Most (but not all) of these errors were found to correlate to pages with either high image counts (> 1000) or high heading counts (> 1000). Therefore, if we want these pages to not timeout anymore, we could try skipping the MobileFormatter altogether under these scenarios.
- Each of the cases I looked at had extremely high total element counts (> 50,000 total elements on the page). The suggested fix may remedy the majority of the timeout errors, however client side performance on mobile devices could still be pretty abysmal (e.g. slow/unuseable repaints, scroll freezing, etc). Therefore, it's probably not wise to spend a lot of time implementing this fix as it's really just a bandaid for the majority of cases.
- Per Timo, image count might already be accessible from the ParserOutput object. This would be preferred over a regex since it would be a cheaper check.
- For section count, using preg_match_all on the HTML string might work well. The downside of doing the regex is that there will be a cost added even for pages that are within the limits (majority of pages). Be sure to measure the cost of adding this regex! If the cost is too high, consider just checking the image count and foregoing the section check.

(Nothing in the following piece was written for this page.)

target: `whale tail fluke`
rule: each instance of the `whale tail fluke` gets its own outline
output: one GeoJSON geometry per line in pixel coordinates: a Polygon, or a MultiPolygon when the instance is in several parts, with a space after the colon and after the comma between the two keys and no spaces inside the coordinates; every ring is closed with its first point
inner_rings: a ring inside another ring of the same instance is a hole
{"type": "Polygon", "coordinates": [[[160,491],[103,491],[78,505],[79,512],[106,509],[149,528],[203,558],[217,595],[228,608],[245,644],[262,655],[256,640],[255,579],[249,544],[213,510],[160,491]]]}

- When a page has > 1000 images or > 1000 headings, don't run the MobileFormatter. Be conservative. Check these numbers with Nick- make as high as possible to start with.
- The number of images/headings should be configurable.
- Document the savings of execution time on big pages
- Click through some pages on mobile on the beta cluster. Check pages with headings have collapsible headings. After verifying this for a few pages move to sign off.
Sign off steps
- A developer needs to check logstash and the impact on "time out" errors after this has been deployed. If it's significant report it to wikitech.